“When I’m learning, I feel like I’m drinking life. It completely fills me up.”

Leah Crowell

Mount student Leah Crowell’s thirst for education is getting noticed. She recently won the Joyce Kennedy Adult Learner Award, given annually to two mature Atlantic Canadian students with strong goals, financial need, academic achievements, and contributions to their university.

Leah, a mother of two boys, returned to school after careers as a hairdresser, bicycle shop co-owner, and manager at Bell Aliant. “I had to move toward teaching,” she says of her decision to enroll in the Mount’s Child and Youth Study program in 2011. “This is where I belong.”

Dr. Peggy Watts, Director of Distance Learning and Education at the Mount, sits on the selection committee that reviews and forwards applications to the Atlantic Provinces Association for Continuing University Education (APACUE), which administers the award.

“When I called her in December to tell her she had won she was just so enthusiastic,” said Dr. Watts, who remembers being impressed by her commitment to education. Leah remembered things a bit differently, admitting that she burst out crying when she got the call.

“They were happy tears,” she says. Not only does the $1,000 award money help pay her bills, it’s a vote of confidence in her abilities. Leah is particularly interested in helping nurture emotional and social intelligence in children, a life’s work that has been reaffirmed by her practicum experience.

“I treat children with the respect I’d give an adult. That’s my magic,” she says. Leah plans to continue her education with a teaching degree and graduate studies. “It’s such a gift when you figure out what you’re meant to do.”

While all member universities in APACUE can nominate two candidates annually, the Mount holds a strong record with four award recipients in the past five years.

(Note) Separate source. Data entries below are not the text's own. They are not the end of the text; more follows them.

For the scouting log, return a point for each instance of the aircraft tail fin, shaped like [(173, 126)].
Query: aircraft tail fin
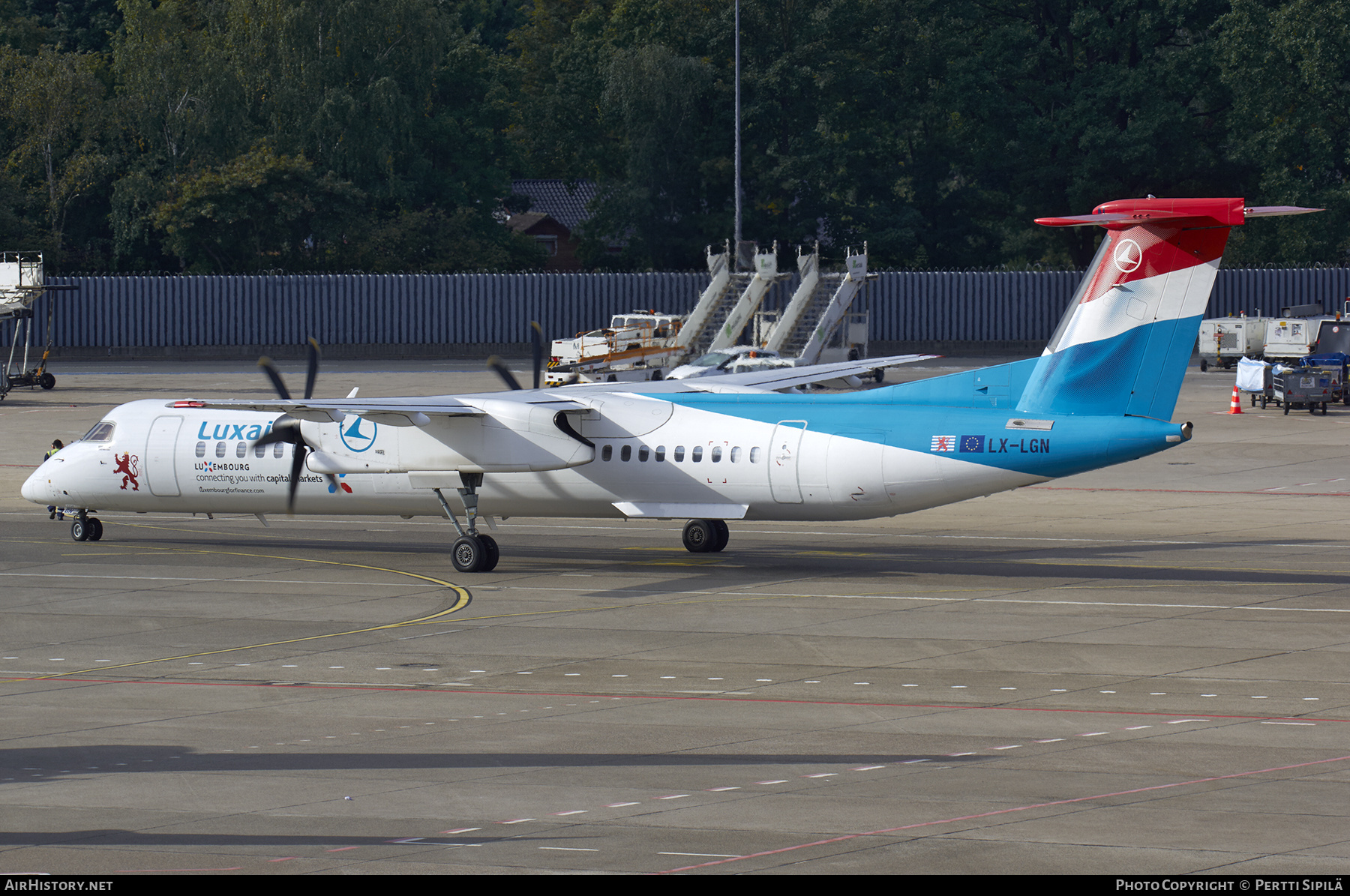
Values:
[(1125, 342)]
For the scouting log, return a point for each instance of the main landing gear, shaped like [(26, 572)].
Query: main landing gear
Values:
[(706, 536), (87, 528), (472, 552)]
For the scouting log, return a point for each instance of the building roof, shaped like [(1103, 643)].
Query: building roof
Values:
[(565, 202)]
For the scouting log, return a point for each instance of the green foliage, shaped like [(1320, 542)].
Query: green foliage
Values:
[(260, 211), (54, 107), (384, 134), (1292, 130)]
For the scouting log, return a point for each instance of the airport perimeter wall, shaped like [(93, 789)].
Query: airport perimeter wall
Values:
[(470, 315)]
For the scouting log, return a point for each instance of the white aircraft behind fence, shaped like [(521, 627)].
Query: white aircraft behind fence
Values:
[(704, 450)]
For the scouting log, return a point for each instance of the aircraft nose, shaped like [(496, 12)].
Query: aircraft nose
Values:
[(37, 487)]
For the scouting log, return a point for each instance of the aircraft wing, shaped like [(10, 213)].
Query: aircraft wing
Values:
[(394, 412), (770, 378)]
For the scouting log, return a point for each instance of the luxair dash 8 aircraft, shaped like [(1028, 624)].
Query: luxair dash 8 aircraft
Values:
[(702, 450)]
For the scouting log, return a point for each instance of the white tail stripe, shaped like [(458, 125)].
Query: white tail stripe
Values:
[(1172, 296)]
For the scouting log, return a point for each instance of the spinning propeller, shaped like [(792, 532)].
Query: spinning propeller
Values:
[(536, 339), (288, 428)]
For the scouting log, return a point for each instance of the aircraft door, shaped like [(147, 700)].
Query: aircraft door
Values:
[(783, 460), (160, 457)]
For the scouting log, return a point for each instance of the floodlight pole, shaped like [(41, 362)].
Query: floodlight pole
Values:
[(737, 127)]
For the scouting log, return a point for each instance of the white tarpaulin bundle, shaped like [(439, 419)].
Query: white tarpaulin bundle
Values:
[(1252, 376)]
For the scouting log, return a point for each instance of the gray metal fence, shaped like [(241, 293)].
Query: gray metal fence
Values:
[(130, 310)]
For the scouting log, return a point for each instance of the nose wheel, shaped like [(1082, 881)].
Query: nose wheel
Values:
[(474, 553), (706, 536), (87, 529)]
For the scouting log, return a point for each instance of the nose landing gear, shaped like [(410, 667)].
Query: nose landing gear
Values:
[(87, 528), (472, 552)]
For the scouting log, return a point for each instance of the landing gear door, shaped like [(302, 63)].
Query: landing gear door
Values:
[(160, 457), (783, 451)]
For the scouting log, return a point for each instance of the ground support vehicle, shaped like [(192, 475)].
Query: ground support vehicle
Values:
[(1225, 340), (638, 346), (1307, 388), (1292, 339), (20, 286), (1334, 361)]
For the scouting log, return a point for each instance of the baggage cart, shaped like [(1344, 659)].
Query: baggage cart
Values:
[(1307, 388)]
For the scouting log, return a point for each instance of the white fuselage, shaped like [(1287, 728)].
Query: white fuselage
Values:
[(651, 457)]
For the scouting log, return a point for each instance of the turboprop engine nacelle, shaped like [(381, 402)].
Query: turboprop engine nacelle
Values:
[(508, 436)]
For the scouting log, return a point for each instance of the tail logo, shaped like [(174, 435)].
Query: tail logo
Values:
[(1127, 256)]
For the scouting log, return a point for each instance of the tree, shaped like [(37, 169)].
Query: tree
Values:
[(1289, 73), (260, 211), (56, 107)]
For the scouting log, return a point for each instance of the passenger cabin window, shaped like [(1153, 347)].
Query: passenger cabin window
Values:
[(100, 432)]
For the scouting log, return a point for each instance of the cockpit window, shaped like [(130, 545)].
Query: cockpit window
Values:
[(100, 432)]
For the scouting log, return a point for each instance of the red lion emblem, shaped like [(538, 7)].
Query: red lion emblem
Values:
[(128, 464)]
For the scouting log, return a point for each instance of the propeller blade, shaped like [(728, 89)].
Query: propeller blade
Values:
[(268, 367), (314, 369), (509, 378), (284, 430), (297, 466), (536, 337)]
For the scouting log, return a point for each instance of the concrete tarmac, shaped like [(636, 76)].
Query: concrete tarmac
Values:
[(1141, 670)]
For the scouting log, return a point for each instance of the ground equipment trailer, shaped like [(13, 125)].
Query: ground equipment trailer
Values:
[(1307, 386), (20, 286), (1225, 340)]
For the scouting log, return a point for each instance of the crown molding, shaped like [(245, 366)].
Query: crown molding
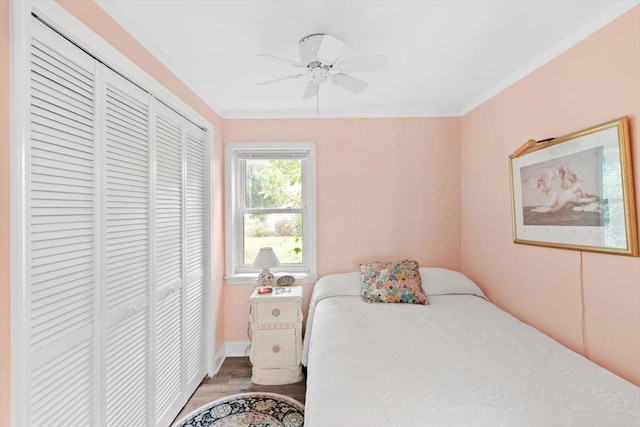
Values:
[(617, 9)]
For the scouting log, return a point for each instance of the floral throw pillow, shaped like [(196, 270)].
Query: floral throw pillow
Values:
[(392, 282)]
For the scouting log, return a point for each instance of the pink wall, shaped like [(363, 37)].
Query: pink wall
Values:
[(387, 189), (593, 82), (100, 22)]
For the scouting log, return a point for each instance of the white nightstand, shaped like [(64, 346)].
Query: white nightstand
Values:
[(276, 335)]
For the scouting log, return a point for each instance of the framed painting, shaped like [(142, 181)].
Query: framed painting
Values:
[(576, 192)]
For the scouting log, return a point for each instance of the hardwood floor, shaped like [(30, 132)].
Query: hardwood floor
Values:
[(235, 377)]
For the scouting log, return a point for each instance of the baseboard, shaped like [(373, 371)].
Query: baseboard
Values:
[(218, 360), (237, 348)]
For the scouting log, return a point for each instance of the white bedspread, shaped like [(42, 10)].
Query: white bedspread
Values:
[(459, 361)]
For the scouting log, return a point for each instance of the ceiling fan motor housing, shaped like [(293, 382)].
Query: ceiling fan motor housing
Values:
[(308, 47)]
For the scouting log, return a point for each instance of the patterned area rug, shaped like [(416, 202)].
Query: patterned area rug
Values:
[(247, 409)]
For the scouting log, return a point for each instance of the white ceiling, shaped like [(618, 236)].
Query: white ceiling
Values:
[(446, 57)]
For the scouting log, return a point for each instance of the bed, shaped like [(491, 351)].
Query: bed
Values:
[(459, 361)]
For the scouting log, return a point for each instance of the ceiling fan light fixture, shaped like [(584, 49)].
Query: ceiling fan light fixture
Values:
[(319, 54)]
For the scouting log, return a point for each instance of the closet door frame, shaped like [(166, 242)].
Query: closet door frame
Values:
[(20, 39)]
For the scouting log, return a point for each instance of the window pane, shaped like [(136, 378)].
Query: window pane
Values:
[(282, 232), (273, 183)]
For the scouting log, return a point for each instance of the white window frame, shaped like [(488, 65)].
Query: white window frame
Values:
[(235, 152)]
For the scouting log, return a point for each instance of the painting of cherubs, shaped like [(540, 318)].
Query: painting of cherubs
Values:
[(564, 191)]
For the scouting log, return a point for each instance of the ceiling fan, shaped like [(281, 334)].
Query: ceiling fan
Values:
[(319, 54)]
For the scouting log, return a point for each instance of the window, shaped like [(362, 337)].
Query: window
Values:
[(271, 201)]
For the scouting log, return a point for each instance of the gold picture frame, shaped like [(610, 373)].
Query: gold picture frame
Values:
[(576, 192)]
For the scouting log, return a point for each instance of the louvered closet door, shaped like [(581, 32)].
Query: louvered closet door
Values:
[(61, 234), (126, 252), (195, 256), (169, 261)]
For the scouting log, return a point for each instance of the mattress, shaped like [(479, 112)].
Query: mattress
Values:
[(460, 361)]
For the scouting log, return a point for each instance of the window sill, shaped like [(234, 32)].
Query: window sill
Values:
[(250, 278)]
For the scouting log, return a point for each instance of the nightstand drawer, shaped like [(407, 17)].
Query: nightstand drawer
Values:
[(274, 348), (277, 312)]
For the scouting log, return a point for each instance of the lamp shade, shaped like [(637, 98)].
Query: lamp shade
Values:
[(266, 258)]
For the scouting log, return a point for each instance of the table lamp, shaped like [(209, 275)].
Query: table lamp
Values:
[(266, 259)]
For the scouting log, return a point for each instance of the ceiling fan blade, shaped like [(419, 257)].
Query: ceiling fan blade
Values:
[(368, 63), (349, 83), (310, 91), (289, 61), (330, 49), (293, 76)]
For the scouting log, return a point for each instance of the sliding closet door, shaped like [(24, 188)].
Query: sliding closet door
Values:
[(126, 252), (169, 259), (61, 243), (195, 255), (115, 246)]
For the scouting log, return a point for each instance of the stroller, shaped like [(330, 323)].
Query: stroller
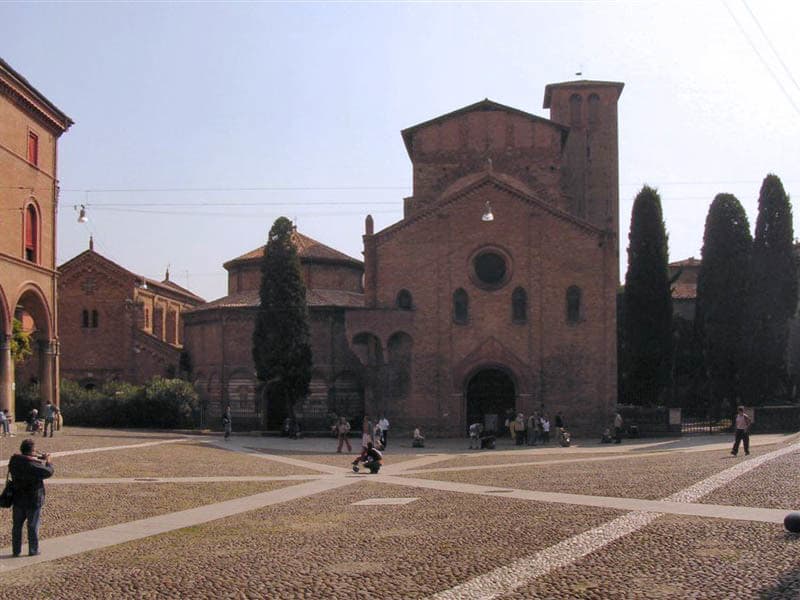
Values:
[(564, 437)]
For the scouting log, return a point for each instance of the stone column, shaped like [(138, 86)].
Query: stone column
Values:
[(46, 374), (6, 374)]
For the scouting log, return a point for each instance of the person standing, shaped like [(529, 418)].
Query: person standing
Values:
[(743, 423), (28, 472), (49, 418), (520, 429), (342, 430), (617, 428), (227, 421), (384, 425), (545, 430)]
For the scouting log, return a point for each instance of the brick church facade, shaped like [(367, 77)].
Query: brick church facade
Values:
[(495, 293), (116, 325)]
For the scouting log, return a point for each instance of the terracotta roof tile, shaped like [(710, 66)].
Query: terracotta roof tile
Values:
[(315, 298), (307, 248), (684, 291)]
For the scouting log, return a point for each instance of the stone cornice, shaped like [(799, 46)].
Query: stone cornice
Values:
[(30, 100)]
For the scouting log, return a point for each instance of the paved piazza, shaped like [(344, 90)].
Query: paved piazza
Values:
[(159, 515)]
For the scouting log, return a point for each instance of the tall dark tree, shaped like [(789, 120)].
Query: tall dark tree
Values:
[(281, 346), (773, 297), (647, 305), (721, 310)]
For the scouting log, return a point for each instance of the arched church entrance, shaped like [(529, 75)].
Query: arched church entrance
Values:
[(491, 395)]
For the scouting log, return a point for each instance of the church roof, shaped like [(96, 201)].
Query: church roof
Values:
[(316, 298), (166, 284), (483, 105), (686, 262), (307, 249)]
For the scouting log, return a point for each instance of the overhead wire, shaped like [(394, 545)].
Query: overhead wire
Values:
[(771, 46), (766, 65)]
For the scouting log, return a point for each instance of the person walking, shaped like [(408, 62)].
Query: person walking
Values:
[(617, 428), (342, 429), (28, 472), (227, 421), (4, 423), (49, 418), (743, 423), (384, 425)]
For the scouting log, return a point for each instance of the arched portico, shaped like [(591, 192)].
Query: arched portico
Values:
[(490, 393), (33, 311), (6, 362)]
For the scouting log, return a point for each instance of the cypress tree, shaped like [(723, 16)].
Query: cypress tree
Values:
[(647, 305), (281, 346), (773, 297), (721, 308)]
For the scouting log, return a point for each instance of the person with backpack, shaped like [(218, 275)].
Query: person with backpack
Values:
[(227, 421), (28, 472)]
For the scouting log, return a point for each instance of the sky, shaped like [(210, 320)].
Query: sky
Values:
[(198, 124)]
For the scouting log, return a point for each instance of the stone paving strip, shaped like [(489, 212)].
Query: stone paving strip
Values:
[(508, 578), (72, 508), (41, 446), (681, 558), (242, 448), (317, 547), (775, 485), (218, 479), (188, 459), (649, 478), (69, 545)]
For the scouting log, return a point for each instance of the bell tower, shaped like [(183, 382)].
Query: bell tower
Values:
[(590, 171)]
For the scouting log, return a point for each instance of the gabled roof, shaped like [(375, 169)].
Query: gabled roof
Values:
[(27, 93), (502, 181), (577, 85), (483, 105), (686, 262), (315, 298), (308, 249), (151, 283)]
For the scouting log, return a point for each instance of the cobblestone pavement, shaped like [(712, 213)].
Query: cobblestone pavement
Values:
[(482, 531)]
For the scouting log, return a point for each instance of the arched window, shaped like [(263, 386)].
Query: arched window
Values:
[(573, 304), (575, 109), (519, 306), (594, 109), (31, 234), (404, 300), (460, 306)]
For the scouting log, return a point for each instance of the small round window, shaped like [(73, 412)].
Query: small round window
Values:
[(490, 268)]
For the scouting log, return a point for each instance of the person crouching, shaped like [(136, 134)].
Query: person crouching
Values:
[(371, 457)]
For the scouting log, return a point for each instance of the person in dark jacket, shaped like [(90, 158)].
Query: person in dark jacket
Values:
[(28, 472)]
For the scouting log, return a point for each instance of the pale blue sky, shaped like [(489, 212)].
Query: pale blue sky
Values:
[(313, 95)]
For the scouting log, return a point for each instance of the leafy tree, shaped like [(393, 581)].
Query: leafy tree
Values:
[(647, 305), (20, 342), (281, 346), (773, 296), (721, 310)]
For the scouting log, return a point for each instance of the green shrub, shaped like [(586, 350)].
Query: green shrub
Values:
[(162, 403)]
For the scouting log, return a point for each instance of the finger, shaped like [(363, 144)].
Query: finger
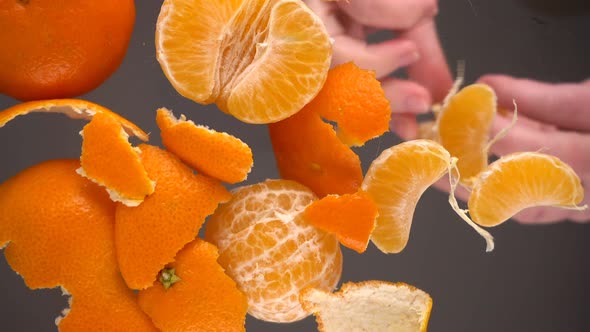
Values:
[(406, 96), (571, 147), (431, 70), (565, 104), (384, 58), (388, 14), (404, 125)]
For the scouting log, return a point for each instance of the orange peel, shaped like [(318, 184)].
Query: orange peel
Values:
[(148, 236), (219, 155), (203, 298)]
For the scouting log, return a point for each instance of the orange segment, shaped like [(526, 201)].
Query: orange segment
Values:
[(463, 127), (203, 299), (109, 160), (370, 306), (522, 180), (73, 108), (149, 236), (308, 151), (350, 217), (395, 181), (259, 60), (216, 154), (266, 246), (59, 231), (353, 98)]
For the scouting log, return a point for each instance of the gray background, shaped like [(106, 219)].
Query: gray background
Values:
[(537, 279)]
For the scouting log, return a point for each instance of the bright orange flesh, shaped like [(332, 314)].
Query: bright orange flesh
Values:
[(74, 108), (395, 181), (350, 217), (63, 48), (109, 160), (464, 129), (205, 298), (521, 180), (259, 60), (261, 232), (216, 154), (59, 231), (354, 99), (149, 236), (308, 151)]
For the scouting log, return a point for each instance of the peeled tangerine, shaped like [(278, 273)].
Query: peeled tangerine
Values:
[(270, 251), (522, 180), (259, 60), (375, 306)]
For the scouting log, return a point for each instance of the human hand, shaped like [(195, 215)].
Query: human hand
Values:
[(416, 46), (552, 118)]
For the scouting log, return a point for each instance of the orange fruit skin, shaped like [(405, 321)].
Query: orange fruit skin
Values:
[(205, 298), (58, 228), (266, 246), (350, 217), (353, 98), (148, 236), (61, 48), (308, 151)]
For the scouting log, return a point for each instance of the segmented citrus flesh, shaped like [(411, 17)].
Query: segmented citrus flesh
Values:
[(522, 180), (213, 153), (370, 306), (266, 246), (396, 180), (308, 151), (73, 108), (463, 128), (58, 231), (259, 60), (350, 217), (148, 236), (109, 160), (203, 298)]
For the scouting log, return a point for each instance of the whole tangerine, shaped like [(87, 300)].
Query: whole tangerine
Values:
[(58, 49)]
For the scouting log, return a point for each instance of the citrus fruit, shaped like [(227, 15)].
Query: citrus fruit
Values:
[(266, 246), (522, 180), (308, 151), (58, 231), (73, 108), (61, 49), (463, 128), (109, 160), (216, 154), (350, 217), (203, 298), (148, 236), (258, 60), (354, 99), (377, 306)]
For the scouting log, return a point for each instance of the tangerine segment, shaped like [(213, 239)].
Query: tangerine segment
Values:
[(266, 246), (203, 299), (522, 180), (108, 159), (148, 236), (308, 151), (370, 306), (73, 108), (59, 230), (216, 154), (395, 181), (464, 127), (350, 217), (259, 60), (353, 98)]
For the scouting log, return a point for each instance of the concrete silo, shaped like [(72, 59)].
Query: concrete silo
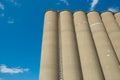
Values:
[(113, 31), (80, 46), (117, 16), (106, 54), (88, 55), (49, 55), (70, 58)]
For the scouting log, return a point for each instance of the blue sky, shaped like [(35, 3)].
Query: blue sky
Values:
[(21, 27)]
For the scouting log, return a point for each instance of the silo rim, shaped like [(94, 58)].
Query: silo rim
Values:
[(107, 12), (50, 10), (79, 11), (66, 10)]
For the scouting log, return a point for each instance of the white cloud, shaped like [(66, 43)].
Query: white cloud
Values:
[(113, 9), (65, 2), (93, 4), (2, 6), (5, 69)]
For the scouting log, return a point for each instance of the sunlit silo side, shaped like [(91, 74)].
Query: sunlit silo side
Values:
[(107, 56), (88, 55), (117, 16), (49, 55), (70, 57), (113, 31)]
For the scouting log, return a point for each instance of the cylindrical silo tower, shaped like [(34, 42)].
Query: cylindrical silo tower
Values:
[(113, 31), (49, 56), (88, 55), (107, 56), (117, 16), (70, 57)]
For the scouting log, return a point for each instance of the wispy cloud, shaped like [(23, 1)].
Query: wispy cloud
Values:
[(2, 6), (93, 4), (5, 69), (114, 9), (65, 2)]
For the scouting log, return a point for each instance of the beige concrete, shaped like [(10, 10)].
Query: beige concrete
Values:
[(70, 57), (104, 48), (117, 16), (113, 31), (88, 55), (49, 55)]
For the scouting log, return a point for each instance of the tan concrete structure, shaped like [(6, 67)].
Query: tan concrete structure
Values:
[(80, 46), (104, 48), (88, 55), (70, 57), (49, 57), (117, 16), (113, 32)]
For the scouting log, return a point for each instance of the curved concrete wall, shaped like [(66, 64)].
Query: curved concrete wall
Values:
[(49, 55), (104, 48), (70, 56), (113, 32), (80, 46), (88, 55), (117, 16)]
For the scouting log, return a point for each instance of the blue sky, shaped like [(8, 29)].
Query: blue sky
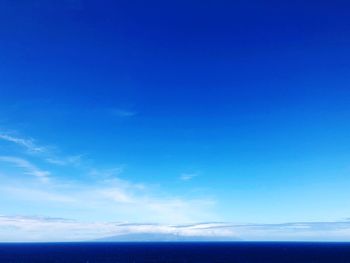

“It’s testimony that we’re welcoming to that population,” said Dr. Watts, noting that mature students are often under different financial pressures. “They have to make sacrifices. That’s clear in the application letters they write.”

Now in her final undergrad year, Leah is on campus often and is co-president of the Child and Youth Study Society. In the past she’s volunteered for Junior Achievers and Scouts Canada, and she’s still a lunch monitor at her son’s school one day a week. To anyone considering their own educational goals, Leah hopes her own experience can be encouraging.

“It’s never too late to recreate yourself and your life.”